Sean Christopherson <seanjc@xxxxxxxxxx> · Tue, 17 May 2022 14:04:35 +0000



On Tue, May 17, 2022, Vitaly Kuznetsov wrote:
> Sean Christopherson <seanjc@xxxxxxxxxx> writes:
> 
> > On Thu, Apr 14, 2022, Vitaly Kuznetsov wrote:
> >> To make kvm_hv_flush_tlb() ready to handle L2 TLB flush requests, KVM needs
> >> to allow for all 64 sparse vCPU banks regardless of KVM_MAX_VCPUs as L1
> >> may use vCPU overcommit for L2. To avoid growing on-stack allocation, make
> >> 'sparse_banks' part of per-vCPU 'struct kvm_vcpu_hv' which is allocated
> >> dynamically.
> >> 
> >> Note: sparse_set_to_vcpu_mask() keeps using on-stack allocation as it
> >> won't be used to handle L2 TLB flush requests.
> >
> > I think it's worth using stronger language; handling TLB flushes for L2 _can't_
> > use sparse_set_to_vcpu_mask() because KVM has no idea how to translate an L2
> > vCPU index to an L1 vCPU.  I found the above mildly confusing because it didn't
> > call out "vp_bitmap" and so I assumed the note referred to yet another sparse_banks
> > "allocation".  And while vp_bitmap is related to sparse_banks, it tracks something
> > entirely different.
> >
> > Something like?
> >
> > Note: sparse_set_to_vcpu_mask() can never be used to handle L2 requests as
> > KVM can't translate L2 vCPU indices to L1 vCPUs, i.e. its vp_bitmap array
> > is still bounded by the number of L1 vCPUs and so can remain an on-stack
> > allocation.
> 
> My brain is probably tainted by looking at all this for some time so I
> really appreciate such improvements, thanks :)
> 
> I wouldn't, however, say "never" ('never say never' :-)): KVM could've
> kept 2-level reverse mapping up-to-date:
> 
> KVM -> L2 VM list -> L2 vCPU ids -> L1 vCPUs which run them
> 
> making it possible for KVM to quickly translate between L2 VP IDs and L1
> vCPUs.

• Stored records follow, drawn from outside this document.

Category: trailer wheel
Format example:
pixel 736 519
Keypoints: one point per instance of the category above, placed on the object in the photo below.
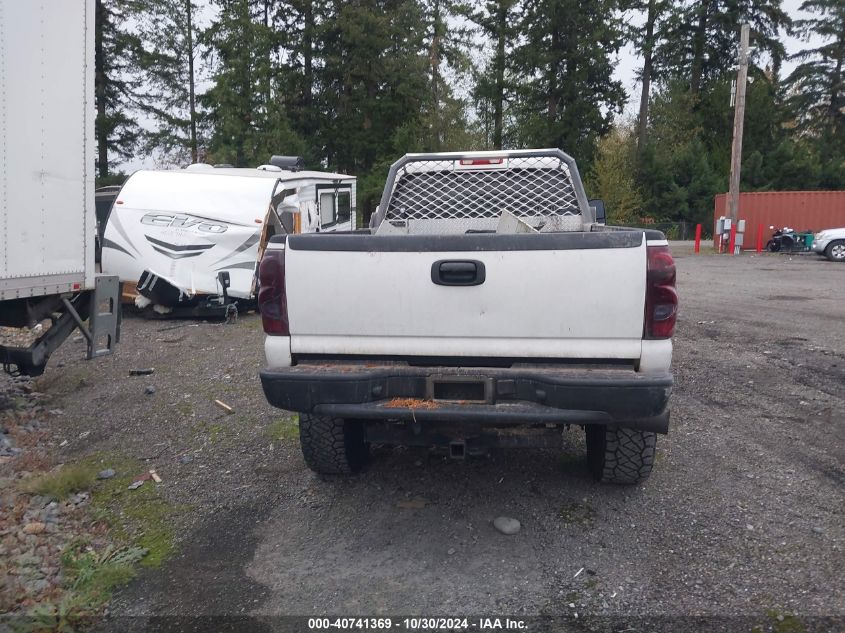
pixel 333 446
pixel 620 456
pixel 835 251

I don't do this in the series and just record L2 VM_ID/VP_ID for
> each L1 vCPU so I have to go over them all for each request. The
> optimization is, however, possible and we may get to it if really big
> Windows VMs become a reality.

Out of curiosity, is L1 "required" to provides the L2 => L1 translation/map?